Question

Silver emits light of 328.1 nm when burned. What is the energy of a mole of these photons?

Answer 1

Just under 4 eV

Explanation:

You can use the relationship `E = h.nu` where `E` is the energy, `h` is Planck's constant and `nu` is the frequency.

However, we do not have frequency, we only have wavelength. So we need to express frequency as follows:

`c = nu.lambda`

`nu = c/lambda`

Where `c` is the speed of light, `lambda` is the wavelength and `nu` is the frequency.
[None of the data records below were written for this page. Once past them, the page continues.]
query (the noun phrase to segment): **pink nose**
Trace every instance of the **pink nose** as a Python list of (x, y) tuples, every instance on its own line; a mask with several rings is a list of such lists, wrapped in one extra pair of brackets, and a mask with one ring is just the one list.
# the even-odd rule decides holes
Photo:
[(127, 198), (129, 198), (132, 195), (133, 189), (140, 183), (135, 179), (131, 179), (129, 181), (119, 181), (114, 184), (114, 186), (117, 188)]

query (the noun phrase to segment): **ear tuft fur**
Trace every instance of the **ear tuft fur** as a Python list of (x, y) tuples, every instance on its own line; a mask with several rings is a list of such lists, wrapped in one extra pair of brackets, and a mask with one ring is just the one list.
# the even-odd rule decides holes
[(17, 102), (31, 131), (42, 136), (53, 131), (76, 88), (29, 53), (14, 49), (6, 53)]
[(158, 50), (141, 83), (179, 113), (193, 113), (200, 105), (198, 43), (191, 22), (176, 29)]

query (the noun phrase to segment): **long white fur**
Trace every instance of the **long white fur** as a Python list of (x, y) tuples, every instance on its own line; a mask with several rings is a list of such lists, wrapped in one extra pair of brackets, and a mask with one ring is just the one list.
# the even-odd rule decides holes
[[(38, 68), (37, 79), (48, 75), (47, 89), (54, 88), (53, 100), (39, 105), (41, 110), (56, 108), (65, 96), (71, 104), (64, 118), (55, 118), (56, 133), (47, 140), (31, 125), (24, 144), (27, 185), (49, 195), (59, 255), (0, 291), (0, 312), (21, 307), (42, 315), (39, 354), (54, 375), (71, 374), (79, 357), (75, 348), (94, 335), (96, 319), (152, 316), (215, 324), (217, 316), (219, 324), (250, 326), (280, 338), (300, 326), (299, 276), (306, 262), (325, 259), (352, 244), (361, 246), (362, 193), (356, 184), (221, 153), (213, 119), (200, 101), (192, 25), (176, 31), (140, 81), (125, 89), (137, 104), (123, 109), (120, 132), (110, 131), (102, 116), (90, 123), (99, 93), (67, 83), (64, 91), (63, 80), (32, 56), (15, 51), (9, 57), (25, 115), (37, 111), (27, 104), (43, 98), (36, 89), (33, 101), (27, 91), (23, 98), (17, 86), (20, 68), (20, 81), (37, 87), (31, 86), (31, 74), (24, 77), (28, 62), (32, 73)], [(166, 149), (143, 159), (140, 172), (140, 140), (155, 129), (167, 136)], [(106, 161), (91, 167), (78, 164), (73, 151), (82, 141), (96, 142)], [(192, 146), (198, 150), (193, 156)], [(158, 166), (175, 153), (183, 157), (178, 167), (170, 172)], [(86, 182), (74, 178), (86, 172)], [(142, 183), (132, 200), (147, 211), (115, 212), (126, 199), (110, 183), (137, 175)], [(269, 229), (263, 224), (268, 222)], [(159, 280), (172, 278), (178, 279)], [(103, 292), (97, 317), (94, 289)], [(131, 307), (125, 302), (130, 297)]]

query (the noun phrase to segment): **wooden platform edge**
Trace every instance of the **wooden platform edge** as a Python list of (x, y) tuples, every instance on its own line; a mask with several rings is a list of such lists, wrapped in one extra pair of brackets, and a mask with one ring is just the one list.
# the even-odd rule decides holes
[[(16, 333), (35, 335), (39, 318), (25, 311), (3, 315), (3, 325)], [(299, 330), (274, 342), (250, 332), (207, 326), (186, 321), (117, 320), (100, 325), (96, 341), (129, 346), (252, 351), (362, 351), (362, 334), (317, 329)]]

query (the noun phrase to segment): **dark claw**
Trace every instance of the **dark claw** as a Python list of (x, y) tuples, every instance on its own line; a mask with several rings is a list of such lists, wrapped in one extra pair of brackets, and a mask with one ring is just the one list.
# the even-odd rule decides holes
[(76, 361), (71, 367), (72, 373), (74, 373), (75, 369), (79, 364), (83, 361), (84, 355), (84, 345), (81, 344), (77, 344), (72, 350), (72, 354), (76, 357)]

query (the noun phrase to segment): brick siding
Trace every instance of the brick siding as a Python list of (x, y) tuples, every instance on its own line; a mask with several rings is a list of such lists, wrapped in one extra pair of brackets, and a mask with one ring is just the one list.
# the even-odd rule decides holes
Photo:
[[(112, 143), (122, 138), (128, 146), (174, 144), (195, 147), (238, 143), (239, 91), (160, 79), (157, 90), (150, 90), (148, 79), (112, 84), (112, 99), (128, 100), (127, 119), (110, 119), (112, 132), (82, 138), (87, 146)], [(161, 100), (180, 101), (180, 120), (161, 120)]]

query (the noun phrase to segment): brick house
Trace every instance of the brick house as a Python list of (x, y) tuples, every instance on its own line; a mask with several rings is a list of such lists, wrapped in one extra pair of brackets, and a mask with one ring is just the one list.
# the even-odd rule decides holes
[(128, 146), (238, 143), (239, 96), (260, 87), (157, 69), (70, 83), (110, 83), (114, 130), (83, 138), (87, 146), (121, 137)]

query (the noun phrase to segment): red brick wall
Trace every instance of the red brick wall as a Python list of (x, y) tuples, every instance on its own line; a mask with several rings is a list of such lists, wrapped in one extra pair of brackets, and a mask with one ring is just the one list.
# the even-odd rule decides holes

Therefore you can now say: `E = (h.c)/lambda`

But you need to ensure that your units are consistent. Units of Planck's constant are `J.s`, speed of light is commonly quoted in m/s, so thats fine. `nu` is in Hertz which is units of `s^-1`. So again, that ties in OK.

Wavelength, however, is given in nm so in order to ensure that everything balances, you need to express this as metres, (328.1 x `10^-9` m).

Now you can work it out:

`E = (h.c)/lambda`

`= (6.626 times 10^-34. 3 times 10^8)/(328.1 times 10^-9)`

= `6.0585 times 10^-19` J

However, as this is a very small amount of energy, it is probably better to express it in units of "electron volts" - one electron volt is `1.602 times 10^-19` J, in which case the answer works out to be 6.0585/1.602 = 3.78 eV.

(One electron volt is the energy involved in the charge of a single electron moving through a potential difference of one volt, and it is a useful unit for expressing extremely small amounts of energy).